I call Redis semi-persistent because it does not store the data on disk immediately but rather dumps its all database every so often – you have a choice of configuring time and number of updates between database dumps. Because dump is basically serial write Redis does not an expensive IO subsystem. Also because this dump is background it does not affect read/write performance to the database which is in memory. In the tests I’ve done I’ve seen Redis doing writes some 4MB/sec for probably 50% of test duration where Innodb had to write 50MB/sec for about third of throughput and doing a lot of random IO as it was doing it. This is among other things because Innodb has to flush full 16K pages while doing flush.
The background flush in Redis is designed the following way – Redis process forks and justs dumps the database it has in the background. Unix copy on write takes care of getting another copy of pages as they are modified. This keeps overhead rather low. The database is dumped in temporary file which is renamed only after fsync which means if you crash during the dump you simply discard partial file.
I also liked full pipelining support in the protocol – you can send multiple commands at once – any commands and redis server will process them in order and returns results to you. This not only allows for multi-get and multi-set but any of batches of commands being submitted. The API support for this is relatively week but the features are there.
When it comes to data types – Redis supports simple key-value storage just as memcache but it also adds support for Lists, which are similar to the linked list data type you would have as well as sets which allow to store sets of strings with support of various set operations.
I kind of miss support for something like associative array/hash/map in the data types but I guess there is nothing in architecture which would stop it from being added later.
Redis also has support for “databases” which are basically key spaces inside the server. This should allow for using server by different applications, different versions, testing or some other features. Though you’ve got to be careful with these – there is only simple per instance password based authentication in place, so if application can talk to the instance it can access all databases.

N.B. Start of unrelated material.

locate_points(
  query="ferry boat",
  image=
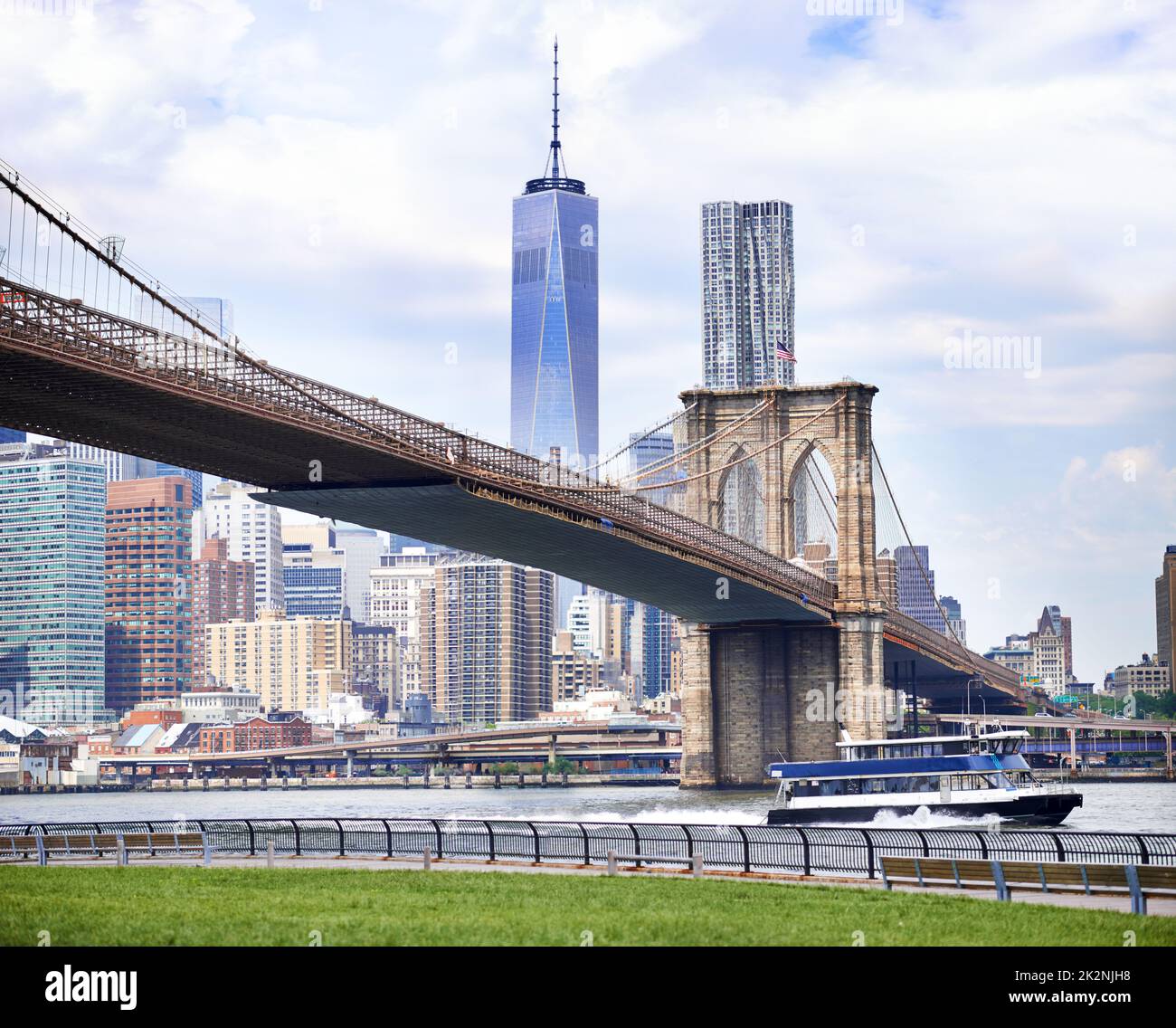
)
(975, 774)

I am also a bit surprised why databases are numbered instead of named. Naming the databases would make it more simple to avoid unwanted conflicts etc.

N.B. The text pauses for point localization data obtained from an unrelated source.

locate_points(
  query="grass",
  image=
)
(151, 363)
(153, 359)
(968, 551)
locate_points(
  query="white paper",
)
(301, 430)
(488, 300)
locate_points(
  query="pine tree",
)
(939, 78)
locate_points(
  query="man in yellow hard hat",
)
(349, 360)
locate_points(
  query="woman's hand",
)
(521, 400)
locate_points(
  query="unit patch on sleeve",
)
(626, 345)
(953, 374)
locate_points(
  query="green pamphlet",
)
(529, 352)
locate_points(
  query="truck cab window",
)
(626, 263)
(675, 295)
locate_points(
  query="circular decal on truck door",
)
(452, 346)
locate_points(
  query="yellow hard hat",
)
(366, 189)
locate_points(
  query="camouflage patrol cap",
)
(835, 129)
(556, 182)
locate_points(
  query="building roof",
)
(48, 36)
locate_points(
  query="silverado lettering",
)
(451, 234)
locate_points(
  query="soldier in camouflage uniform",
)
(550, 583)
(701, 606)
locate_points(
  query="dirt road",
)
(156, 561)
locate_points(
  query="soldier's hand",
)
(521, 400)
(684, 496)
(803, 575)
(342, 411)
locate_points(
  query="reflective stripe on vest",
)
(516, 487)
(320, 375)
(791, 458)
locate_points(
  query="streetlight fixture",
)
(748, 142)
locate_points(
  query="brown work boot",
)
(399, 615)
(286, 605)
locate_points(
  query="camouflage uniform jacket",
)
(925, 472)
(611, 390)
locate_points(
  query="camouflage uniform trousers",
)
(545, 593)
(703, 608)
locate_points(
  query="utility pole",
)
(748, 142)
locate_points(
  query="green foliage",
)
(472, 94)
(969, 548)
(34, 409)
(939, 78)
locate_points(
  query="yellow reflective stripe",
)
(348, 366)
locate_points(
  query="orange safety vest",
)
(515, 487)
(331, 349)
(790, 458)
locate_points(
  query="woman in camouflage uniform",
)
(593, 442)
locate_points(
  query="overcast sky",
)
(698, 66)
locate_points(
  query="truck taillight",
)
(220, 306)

Redis also supports master/slave replication out of the box and it is extremely simple. You just specify from which node to replicate and this is it. It is even more simple than with MySQL as you do not need to deal with snapshot or binary log position. Replication is asynchronous and low overhead – redis will perform the database dump and store the commands on the data since the start of the process. Slave can get the data (which is basically set of commands to populate database itself) and when get the data from the master as it comes. I did not benchmark the replication capacity but I’d expect it to be close to 100K of writes/sec the single instance can handle.
The benchmarks I’ve done were for applications which is very update intensive with updates being pretty much random single row updates which are hard to batch. With MySQL/Innodb I got server being able to handle some 30.000 updates/sec on 16 core server with replication being able to handle 10.000 updates/sec. This was using about 5 cores so you could probably get 4 MySQL instances on this server and get up to 100K updates/sec with up to 40K updates/sec being able to replicate.
With Redis I got about 3 times more updates/sec – close to 100.000 updates/sec with about 1.5 core being used. I have not tried running multiple instances and I’m not sure the network and TCP stack would scale linearly in this case but anyway we’re speaking about hundreds of thousands of updates/sec.
I think Redis can be great piece of architecture for number of applications. You can use it as the database or as cache (it supports data expiration too)
I have not benchmarked it against memcache in terms of performance and memory usage. This may be another project to look at.